Since the Trump administration’s budget was released, most everyone on Capitol Hill, including Republicans, have pronounced it “dead on arrival”—the cuts seem to be too deep for even conservative Republicans. Nonetheless, this budget illustrates, in detail for perhaps the first time, the president’s vision for how exactly he plans to fix the serious economic challenges facing the country, economic challenges that played a role in propelling him into office. And that vision seems to consist almost entirely of tax cuts for corporations and the wealthiest Americans, combined with cuts to government spending on health care, nutrition, education, and job training.
In some ways, this economic philosophy is not surprising coming from a Republican president, but it is jarring coming from a man who ran as a populist outsider. In order to believe that this budget would actually help the low- and middle-income Americans in economically distressed areas that rallied to the president, one would have to hold two beliefs: that tax cuts do, in fact, provoke runaway GDP growth and pay for themselves, and that runaway GDP growth on its own will solve the challenges that many struggling workers are facing today.
As to the first, economists, even conservative economists, are skeptical.
“[T]his argument that if you cut tax rates at the top, they’ll invest their savings and that will grow the economy—there’s really not evidence of that,” says Ron Haskins, an economist at the Brookings Institute who helped write the 1996 welfare reforms and served as an advisor on welfare policy to President George W. Bush.
But economists are also skeptical of the second belief, especially in light of recent economic trends—given the economic realities of trade and automation, how will a booming economy help, say, a laid-off factory worker in Michigan who wants to re-train as a registered nurse or IT worker? Or the child of that factory worker who relies on the Children’s Health Insurance Program for health insurance and federal work-study aid to pay for the post-secondary education that’s now the best route to economic stability?
“[P]roviding a big tax cut for the rich, it’s very unclear what the productivity effects are for that, because they’ve already done so well after the last four decades,” says Jim Ziliak, an economics professor at the University of Kentucky who studies the social safety net. “If you counter those tax cuts with a significant retrenchment on the generosity of the welfare state, you’re somehow making the argument that there’s going to be a huge productivity boom and demand for labor that’ll offset the cuts in benefits. And that’s just not likely.”
It is no doubt true that a rising tide lifts all boats.
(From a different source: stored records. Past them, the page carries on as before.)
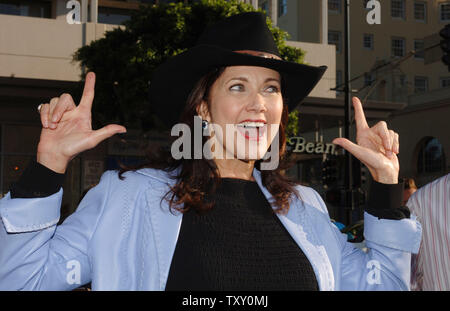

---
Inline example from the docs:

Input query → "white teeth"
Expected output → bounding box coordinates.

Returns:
[237,122,264,127]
If the economy actually did reach 3 percent GDP growth, it would be good news for many American families; the boom years of the late 1990s were one of the few periods of broad wage growth in recent history. But it is also true that this country is in the midst of some very painful economic transitions and transformations, which this budget does little to address.
“We need to be having a serious conversation about re-skilling in this country, and job re-training, and we’re seeing the opposite,” Schanzenbach says. “The only serious answer to any of these long-term issues has got to be the skills of our people. They could have doubled down on re-training and re-skilling, and lifetime learning, but they did the opposite.”